A selection of unrelated changes. First some selftest polishing.
Next a change to rcvtimeo handling for locking based on an exchange
with Eric. Follow up to Paolo's comments from yesterday. Last but
not least a fix to a false positive warning, turns out I've been
testing with DEBUG_NET=n this whole time.

Jakub Kicinski (4):
  selftests: tls: handful of memrnd() and length checks
  tls: rx: don't consider sock_rcvtimeo() cumulative
  tls: strp: rename and multithread the workqueue
  tls: rx: fix the false positive warning

 net/tls/tls_strp.c                |  2 +-
 net/tls/tls_sw.c                  | 39 ++++++++++++++++---------------
 tools/testing/selftests/net/tls.c | 26 ++++++++++++++-------
 3 files changed, 38 insertions(+), 29 deletions(-)

-- 
2.37.1

[PATCH net-next 1/4] selftests: tls: handful of memrnd() and length checks

[Jakub Kicinski]

Add a handful of memory randomizations and precise length checks.
Nothing is really broken here, I did this to increase confidence
when debugging.

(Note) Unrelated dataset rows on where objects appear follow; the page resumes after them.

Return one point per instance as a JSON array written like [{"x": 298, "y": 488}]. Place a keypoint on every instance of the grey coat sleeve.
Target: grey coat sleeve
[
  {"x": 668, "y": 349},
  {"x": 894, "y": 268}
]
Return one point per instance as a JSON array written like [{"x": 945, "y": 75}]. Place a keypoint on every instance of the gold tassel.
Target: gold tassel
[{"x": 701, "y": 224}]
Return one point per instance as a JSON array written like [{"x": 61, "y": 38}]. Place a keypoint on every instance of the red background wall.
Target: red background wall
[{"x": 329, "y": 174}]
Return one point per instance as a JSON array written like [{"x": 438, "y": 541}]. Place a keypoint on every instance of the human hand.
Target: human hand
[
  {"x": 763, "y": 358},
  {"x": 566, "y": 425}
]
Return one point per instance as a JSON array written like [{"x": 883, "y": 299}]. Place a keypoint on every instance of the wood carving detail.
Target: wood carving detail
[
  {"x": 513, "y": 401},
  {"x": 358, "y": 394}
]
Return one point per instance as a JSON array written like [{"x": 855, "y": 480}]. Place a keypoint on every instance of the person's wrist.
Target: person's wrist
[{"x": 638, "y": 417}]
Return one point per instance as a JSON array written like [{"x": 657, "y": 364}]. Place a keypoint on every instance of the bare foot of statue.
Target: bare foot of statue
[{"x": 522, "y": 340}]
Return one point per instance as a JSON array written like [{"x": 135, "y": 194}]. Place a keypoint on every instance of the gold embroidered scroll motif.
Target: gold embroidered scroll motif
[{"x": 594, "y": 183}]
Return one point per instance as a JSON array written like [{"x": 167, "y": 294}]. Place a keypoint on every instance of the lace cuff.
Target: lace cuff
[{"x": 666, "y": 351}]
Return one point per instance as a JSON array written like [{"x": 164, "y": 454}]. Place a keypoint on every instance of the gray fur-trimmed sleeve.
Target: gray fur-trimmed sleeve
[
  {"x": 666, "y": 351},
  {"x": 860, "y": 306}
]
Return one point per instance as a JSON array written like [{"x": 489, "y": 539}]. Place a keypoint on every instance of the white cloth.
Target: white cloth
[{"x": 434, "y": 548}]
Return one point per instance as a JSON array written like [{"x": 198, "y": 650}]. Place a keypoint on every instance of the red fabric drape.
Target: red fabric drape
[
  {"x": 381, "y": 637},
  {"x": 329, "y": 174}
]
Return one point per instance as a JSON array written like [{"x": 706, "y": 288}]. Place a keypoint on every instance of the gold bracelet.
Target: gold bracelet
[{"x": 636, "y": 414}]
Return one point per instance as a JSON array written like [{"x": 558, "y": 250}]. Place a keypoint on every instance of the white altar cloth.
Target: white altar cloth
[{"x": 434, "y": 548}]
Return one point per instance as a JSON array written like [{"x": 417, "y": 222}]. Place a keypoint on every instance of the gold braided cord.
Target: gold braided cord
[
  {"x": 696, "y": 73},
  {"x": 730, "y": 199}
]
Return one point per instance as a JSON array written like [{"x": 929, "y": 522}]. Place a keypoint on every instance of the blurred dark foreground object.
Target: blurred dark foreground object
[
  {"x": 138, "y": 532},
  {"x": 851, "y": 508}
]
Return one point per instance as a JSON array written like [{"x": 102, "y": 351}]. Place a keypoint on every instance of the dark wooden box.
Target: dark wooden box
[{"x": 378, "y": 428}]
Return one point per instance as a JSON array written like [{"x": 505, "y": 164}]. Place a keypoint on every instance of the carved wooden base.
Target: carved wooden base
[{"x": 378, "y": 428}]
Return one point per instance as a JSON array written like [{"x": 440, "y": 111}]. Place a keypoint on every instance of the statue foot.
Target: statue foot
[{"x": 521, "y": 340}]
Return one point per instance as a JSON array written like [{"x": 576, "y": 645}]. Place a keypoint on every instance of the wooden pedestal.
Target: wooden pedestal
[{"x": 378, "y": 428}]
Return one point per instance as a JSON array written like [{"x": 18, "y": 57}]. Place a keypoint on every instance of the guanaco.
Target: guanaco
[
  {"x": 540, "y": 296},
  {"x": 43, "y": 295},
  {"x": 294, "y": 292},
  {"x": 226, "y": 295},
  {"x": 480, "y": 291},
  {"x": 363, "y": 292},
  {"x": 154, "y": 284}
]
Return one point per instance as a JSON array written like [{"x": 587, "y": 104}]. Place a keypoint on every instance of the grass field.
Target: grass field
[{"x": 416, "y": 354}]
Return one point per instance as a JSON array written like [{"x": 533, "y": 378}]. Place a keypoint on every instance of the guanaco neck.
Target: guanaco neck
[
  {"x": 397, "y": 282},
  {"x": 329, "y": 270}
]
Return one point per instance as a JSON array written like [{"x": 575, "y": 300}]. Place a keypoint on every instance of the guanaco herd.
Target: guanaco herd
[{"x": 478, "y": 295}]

It does fix a GCC warning, tho. Apparently GCC
recognizes that memory needs to be initialized for send() but
does not recognize that for write().

Signed-off-by: Jakub Kicinski <kuba@kernel.org>
---
CC: shuah@kernel.org
CC: linux-kselftest@vger.kernel.org
---
 tools/testing/selftests/net/tls.c | 26 +++++++++++++++++---------
 1 file changed, 17 insertions(+), 9 deletions(-)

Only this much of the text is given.